Github repo: https://github.com/mudroljub/js-async-loader
Here a little ES6 function if somebody wants to use it in React for example
import {uniqueId} from 'lodash' // optional
/**
* #param {String} file The path of the file you want to load.
* #param {Function} callback (optional) The function to call when the script loads.

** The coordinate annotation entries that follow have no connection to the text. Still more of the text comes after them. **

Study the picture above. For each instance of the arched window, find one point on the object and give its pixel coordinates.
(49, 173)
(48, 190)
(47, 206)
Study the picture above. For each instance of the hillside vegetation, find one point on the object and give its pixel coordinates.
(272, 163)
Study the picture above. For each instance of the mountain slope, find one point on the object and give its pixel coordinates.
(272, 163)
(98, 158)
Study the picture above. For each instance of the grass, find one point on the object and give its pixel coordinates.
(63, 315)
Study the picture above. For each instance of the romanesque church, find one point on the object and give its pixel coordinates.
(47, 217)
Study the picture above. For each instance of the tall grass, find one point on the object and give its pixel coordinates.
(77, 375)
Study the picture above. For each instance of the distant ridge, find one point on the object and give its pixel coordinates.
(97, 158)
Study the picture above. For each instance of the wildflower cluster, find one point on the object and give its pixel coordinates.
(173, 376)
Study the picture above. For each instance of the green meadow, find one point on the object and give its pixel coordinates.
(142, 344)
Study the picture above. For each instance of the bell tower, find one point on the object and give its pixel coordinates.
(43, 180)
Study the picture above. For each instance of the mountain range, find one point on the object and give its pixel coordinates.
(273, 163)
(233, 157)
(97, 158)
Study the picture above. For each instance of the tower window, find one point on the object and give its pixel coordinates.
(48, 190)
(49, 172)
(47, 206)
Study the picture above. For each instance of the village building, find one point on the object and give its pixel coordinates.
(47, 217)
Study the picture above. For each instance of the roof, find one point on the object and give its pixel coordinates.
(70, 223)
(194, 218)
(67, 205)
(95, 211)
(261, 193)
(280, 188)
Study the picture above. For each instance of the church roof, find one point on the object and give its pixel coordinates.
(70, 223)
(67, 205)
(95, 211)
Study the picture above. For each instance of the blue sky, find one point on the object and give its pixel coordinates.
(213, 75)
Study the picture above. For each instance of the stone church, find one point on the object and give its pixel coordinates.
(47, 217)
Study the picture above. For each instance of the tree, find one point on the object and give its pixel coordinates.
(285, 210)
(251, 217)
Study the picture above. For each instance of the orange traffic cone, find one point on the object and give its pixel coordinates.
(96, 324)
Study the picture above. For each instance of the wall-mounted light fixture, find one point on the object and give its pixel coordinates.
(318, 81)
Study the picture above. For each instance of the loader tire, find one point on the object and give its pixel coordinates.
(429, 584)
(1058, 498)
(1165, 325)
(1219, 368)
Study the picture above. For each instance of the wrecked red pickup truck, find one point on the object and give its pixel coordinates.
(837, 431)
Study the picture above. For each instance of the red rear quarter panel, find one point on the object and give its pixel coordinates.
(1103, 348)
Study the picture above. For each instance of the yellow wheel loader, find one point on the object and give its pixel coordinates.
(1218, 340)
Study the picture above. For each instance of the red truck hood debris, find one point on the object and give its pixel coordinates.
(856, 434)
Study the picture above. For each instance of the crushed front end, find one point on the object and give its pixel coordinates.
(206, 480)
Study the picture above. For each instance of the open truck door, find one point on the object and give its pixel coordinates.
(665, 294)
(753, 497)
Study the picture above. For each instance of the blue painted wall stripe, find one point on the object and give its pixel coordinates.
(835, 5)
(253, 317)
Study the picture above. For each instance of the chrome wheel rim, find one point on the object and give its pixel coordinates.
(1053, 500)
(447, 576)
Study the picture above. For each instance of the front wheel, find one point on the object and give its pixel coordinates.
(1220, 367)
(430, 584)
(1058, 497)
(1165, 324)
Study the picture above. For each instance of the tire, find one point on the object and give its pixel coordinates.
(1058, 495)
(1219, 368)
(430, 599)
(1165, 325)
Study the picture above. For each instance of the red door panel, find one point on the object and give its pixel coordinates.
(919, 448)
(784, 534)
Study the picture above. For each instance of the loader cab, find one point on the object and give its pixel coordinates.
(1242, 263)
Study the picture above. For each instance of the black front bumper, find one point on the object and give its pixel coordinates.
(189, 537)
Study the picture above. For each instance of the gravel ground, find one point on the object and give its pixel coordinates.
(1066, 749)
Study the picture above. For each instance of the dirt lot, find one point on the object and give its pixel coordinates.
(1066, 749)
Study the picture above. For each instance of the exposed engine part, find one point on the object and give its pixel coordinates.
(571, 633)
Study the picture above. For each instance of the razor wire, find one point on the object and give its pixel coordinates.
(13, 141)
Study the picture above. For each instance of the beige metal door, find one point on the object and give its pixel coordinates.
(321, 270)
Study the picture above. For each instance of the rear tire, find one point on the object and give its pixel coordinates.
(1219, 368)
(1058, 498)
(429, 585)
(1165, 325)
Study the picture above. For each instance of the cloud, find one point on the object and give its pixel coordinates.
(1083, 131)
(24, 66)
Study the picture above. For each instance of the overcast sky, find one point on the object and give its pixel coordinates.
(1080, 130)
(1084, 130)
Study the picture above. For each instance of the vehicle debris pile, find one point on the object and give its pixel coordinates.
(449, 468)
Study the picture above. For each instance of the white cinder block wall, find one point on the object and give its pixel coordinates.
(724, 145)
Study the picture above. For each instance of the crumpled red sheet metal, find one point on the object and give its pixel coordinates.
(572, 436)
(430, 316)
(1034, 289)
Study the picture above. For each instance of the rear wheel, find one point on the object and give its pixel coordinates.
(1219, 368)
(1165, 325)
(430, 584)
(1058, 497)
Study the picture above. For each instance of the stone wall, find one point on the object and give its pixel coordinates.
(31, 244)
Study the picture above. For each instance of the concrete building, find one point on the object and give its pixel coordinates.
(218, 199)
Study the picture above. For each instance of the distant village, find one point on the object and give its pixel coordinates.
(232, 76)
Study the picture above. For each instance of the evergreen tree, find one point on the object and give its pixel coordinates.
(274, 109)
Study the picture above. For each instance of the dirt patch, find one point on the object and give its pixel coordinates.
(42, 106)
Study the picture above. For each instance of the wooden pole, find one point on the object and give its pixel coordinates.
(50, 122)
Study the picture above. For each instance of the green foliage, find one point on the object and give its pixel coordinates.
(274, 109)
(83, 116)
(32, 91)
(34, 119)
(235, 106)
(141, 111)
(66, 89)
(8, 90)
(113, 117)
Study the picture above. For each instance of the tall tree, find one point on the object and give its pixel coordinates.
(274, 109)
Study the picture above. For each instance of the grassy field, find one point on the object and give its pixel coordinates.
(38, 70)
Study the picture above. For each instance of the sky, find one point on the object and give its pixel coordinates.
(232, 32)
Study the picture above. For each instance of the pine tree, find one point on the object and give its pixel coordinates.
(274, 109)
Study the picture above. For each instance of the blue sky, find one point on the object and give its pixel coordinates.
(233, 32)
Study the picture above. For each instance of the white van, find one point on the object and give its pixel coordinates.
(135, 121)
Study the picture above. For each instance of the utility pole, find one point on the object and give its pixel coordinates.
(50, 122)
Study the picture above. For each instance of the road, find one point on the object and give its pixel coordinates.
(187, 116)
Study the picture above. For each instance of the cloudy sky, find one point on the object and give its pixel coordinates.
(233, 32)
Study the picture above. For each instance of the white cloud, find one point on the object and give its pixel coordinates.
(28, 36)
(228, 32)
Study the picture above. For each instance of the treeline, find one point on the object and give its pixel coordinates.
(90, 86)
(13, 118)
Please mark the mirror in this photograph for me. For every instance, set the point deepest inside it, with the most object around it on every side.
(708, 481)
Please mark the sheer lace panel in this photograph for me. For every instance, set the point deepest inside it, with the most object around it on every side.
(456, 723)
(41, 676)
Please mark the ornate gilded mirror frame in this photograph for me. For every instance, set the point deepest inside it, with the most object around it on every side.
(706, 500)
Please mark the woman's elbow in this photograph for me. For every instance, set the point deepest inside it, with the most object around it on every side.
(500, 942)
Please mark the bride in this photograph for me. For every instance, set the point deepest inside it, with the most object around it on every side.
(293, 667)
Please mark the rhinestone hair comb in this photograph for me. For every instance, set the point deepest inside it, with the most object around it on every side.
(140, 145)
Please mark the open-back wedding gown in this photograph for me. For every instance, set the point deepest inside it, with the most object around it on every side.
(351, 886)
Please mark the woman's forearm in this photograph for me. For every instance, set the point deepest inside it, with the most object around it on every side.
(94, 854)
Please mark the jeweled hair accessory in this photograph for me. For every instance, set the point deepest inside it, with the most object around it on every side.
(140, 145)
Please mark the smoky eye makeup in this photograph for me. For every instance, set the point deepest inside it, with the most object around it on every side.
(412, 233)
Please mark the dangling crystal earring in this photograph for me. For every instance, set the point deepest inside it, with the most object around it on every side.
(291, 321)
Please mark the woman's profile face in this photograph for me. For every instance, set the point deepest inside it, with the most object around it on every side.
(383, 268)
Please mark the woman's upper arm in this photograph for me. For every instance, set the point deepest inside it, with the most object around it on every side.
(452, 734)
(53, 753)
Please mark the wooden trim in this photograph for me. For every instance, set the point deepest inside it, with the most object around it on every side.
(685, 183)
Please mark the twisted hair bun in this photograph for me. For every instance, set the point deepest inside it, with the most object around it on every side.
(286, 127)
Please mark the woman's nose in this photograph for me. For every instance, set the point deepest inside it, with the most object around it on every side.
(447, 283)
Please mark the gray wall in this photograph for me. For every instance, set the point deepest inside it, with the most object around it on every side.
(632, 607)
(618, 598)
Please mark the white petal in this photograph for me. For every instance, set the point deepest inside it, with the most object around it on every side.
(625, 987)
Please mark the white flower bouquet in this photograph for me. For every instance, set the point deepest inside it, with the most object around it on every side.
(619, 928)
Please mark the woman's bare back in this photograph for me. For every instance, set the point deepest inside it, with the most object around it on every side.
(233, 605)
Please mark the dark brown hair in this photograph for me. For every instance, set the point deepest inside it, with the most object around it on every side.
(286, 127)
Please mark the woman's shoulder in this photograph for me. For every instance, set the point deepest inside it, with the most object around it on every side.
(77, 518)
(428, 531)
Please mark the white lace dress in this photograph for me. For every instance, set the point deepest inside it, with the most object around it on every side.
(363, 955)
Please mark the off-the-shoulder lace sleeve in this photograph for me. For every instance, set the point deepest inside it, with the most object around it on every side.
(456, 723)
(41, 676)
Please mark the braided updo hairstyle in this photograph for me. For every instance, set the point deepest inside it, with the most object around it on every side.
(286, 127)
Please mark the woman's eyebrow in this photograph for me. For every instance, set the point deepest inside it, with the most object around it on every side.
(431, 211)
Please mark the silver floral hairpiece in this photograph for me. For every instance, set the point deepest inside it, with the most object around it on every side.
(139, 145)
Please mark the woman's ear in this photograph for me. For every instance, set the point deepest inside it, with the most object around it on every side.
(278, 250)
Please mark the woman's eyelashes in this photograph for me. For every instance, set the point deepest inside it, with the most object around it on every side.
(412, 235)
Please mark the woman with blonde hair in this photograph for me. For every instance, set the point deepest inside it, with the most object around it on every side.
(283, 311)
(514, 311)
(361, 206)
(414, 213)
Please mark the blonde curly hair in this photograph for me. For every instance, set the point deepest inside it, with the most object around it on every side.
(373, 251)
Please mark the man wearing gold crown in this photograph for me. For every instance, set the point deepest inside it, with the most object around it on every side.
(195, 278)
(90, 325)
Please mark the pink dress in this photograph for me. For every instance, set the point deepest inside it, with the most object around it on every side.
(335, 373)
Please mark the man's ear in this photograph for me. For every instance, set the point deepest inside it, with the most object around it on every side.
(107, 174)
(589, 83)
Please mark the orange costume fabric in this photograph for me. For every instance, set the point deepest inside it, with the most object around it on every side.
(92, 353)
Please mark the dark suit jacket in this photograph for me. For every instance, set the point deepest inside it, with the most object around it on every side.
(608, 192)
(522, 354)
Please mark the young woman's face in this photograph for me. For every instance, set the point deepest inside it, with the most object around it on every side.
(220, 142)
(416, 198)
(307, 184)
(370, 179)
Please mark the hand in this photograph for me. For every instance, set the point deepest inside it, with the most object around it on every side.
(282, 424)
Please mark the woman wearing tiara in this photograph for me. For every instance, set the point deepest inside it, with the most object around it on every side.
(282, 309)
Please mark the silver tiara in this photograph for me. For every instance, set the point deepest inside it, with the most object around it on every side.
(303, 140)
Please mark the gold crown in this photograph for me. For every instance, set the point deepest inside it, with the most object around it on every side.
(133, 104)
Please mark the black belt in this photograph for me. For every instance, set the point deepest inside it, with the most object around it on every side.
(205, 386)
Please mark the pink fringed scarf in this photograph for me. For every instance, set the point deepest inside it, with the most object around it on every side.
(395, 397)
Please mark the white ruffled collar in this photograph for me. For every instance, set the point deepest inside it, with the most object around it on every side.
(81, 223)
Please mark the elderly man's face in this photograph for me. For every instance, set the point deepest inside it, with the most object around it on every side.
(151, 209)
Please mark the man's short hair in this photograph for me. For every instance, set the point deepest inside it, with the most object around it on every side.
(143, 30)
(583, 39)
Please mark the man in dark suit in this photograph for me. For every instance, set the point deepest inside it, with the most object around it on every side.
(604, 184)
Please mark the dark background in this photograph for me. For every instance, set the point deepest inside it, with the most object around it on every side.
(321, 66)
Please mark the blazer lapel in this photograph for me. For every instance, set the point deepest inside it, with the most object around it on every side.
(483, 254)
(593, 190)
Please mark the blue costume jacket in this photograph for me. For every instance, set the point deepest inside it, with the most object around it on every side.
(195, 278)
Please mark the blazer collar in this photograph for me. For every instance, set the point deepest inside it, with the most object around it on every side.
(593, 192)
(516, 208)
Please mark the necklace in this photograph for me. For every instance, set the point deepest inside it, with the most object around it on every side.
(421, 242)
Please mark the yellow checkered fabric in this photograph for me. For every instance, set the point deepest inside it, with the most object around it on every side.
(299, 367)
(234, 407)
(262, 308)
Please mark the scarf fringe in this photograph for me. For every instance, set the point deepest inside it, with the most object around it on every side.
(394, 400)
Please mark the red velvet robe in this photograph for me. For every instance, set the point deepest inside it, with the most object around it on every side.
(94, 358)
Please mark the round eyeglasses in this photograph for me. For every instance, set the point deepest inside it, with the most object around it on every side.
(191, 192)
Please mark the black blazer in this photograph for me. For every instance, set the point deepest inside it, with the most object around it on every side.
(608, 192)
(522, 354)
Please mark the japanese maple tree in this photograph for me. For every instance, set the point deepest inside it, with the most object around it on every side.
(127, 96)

* #param {String} id (optional) The unique id of the file you want to load.
*/
export const loadAsyncScript = (file, callback, id) => {
const d = document
if (!id) { id = uniqueId('async_script') } // optional
if (!d.getElementById(id)) {
const tag = 'script'
let newScript = d.createElement(tag)
let firstScript = d.getElementsByTagName(tag)[0]
newScript.id = id
newScript.async = true
newScript.src = file
if (callback) {
// IE support
newScript.onreadystatechange = () => {
if (newScript.readyState === 'loaded' || newScript.readyState === 'complete') {
newScript.onreadystatechange = null
callback(file)
}
}
// Other (non-IE) browsers support
newScript.onload = () => {
callback(file)
}
}
firstScript.parentNode.insertBefore(newScript, firstScript)
} else {
console.error(`The script with id ${id} is already loaded`)
}
}
A concise answer, the explanations in the code
function loadScript(src) {
let script = document.createElement('script');
script.type = 'text/javascript';
script.src = src;
//
// script.async = false; // uncomment this line and scripts will be executed in the document order, like 'defer' option
//
// script.defer = true; // uncomment this line when scripts need whole DOM and/or relative order execution is important
//
// the script starts loading as it's append to the document and dynamic script behave as “async” by default
// other scripts don’t wait for 'async' scripts, and 'async' scripts don’t wait for them
// scripts that loads first – runs first (“load-first” order)
document.body.append(script);
}
loadScript('js/example01.js');
loadScript('js/example02.js');
/*
the 'defer' attribute tells the browser not to wait for the script
the 'async' attribute make script to load in the background and run when ready
the 'async' and 'defer' attribute are only for external scripts
'defer' is used for scripts that need the whole DOM and/or their relative execution order is important
'async' is used for independent scripts, like counters or ads, when their relative execution order does not matter
More: https://javascript.info/script-async-defer
*/
You can use LABJS or RequreJS
Script loaders like LABJS, RequireJS will improve the speed and quality of your code.
const dynamicScriptLoading = async (src) =>
{
const response = await fetch(src);
const dataResponse = await response.text();
eval.apply(null, [dataResponse]);
}
I would suggest looking into minifying the files first and see if that gives you a big enough speed boost. If your host is slow, could try putting that static content on a CDN.